The county council’s bid to attract millions of pounds worth of Government funding received a massive boost earlier this year when it was given £50,000 in the Budget towards preparing a business case for the project.

County transport experts believe the scheme, which would link Tavistock with Plymouth by rail for the first time in more than half a century, was moved up the Department for Transport’s (DfT) priory list as a result of the Budget cash.

They have been told that preparatory work on signalling at Bere Alston, which is the current end of the line from Plymouth, has already started to prevent any potential complications arising in the future should the Tavistock link be reinstated.

That is over concerns that the restored Tavistock line would impact on services from the popular Gunnislake branch, which runs into Bere Alston.

The meeting with DfT, confirmed by the county council, will be held to discuss how the business plan should proceed, with the hope that it will attract further Government funding towards the restoration project.

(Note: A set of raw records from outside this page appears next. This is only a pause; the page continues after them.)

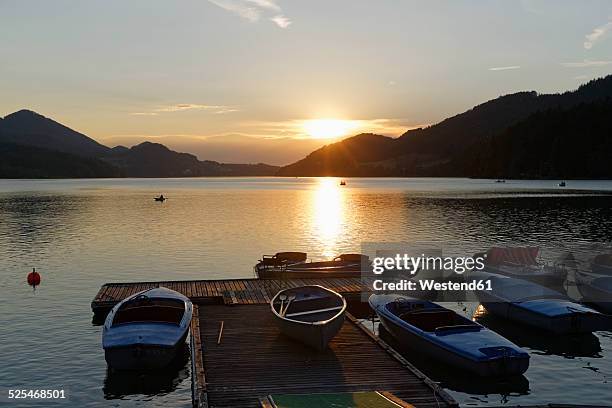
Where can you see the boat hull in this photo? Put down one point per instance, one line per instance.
(142, 356)
(564, 324)
(539, 307)
(316, 336)
(151, 335)
(305, 273)
(492, 368)
(552, 278)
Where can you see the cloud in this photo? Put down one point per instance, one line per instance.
(597, 34)
(505, 68)
(281, 21)
(585, 64)
(181, 107)
(143, 113)
(252, 10)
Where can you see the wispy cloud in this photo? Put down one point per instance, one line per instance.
(281, 21)
(193, 106)
(181, 107)
(505, 68)
(597, 34)
(252, 10)
(586, 64)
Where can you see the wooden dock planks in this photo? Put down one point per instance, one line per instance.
(253, 360)
(227, 291)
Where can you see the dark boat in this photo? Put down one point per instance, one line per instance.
(342, 266)
(146, 330)
(312, 315)
(445, 335)
(524, 263)
(537, 306)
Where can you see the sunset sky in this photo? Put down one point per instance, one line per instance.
(270, 80)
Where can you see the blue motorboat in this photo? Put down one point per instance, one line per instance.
(443, 334)
(535, 305)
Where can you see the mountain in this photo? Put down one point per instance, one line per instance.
(556, 143)
(31, 129)
(439, 150)
(19, 161)
(34, 146)
(156, 160)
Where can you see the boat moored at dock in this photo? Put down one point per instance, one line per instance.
(311, 314)
(443, 334)
(146, 330)
(522, 263)
(535, 305)
(342, 266)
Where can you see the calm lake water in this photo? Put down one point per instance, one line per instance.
(82, 233)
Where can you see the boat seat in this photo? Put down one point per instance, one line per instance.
(430, 320)
(308, 312)
(152, 313)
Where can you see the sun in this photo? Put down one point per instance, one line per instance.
(328, 128)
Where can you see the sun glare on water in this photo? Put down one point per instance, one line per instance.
(329, 128)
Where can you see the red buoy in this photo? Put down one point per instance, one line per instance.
(34, 278)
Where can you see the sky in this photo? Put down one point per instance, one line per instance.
(271, 80)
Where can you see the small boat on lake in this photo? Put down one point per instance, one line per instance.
(443, 334)
(311, 314)
(522, 263)
(537, 306)
(342, 266)
(146, 330)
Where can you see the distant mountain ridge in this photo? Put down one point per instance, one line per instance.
(440, 149)
(29, 128)
(34, 146)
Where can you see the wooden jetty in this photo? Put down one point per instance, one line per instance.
(239, 356)
(225, 291)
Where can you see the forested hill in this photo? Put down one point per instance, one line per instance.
(557, 143)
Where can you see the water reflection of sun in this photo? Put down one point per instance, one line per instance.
(328, 215)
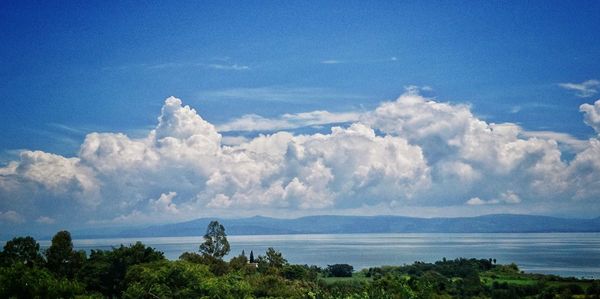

A Devon County Council spokesman said: ‘Our transport planning team will be meeting with the Department for Transport in the new year to agree the way forward for the development of the business case.’

Railway supporters were hoping that the meeting indicates that the scheme is being seriously considered by Government officials after decades of sitting on the back burner.

They are also encouraged by the speed in which the nearby Okehampton line to Exeter, closed in 1972, was restored and reopened last month and believe the same sort of rapid timetable could be achieved on the stretch between Bere Alston and Tavistock.

Campaigners Peninsula Rail Group saw the meeting between the county council and the DfT as another step forward in getting the project completed within the next five years.

Chairman Richard Searight said it was clear that the line was needed to get traffic off the A386, the main road between Tavistock and Plymouth.

And he dismissed concerns that engineering work needed to restore the line could hold up its restoration, which has been on the cards since late last year.

He said: ‘I think the fact that the county council is having the meeting with the Department for Transport is a positive move forward and the fact that they (Network Rail) are actually doing signalling shows that something definite is going on. It’s crucial to get traffic off the A386, which is becoming worse and worse for drivers. We are going to come to the point where the road is absolutely gridlocked and people will have to accept that if they drive to Plymouth, they will be crawling in.’

He added: ‘There is perhaps one embankment (on the Tavistock to Bere Alston route) which needs looking and Shillamill viaduct (near Tavistock) looks in good condition.’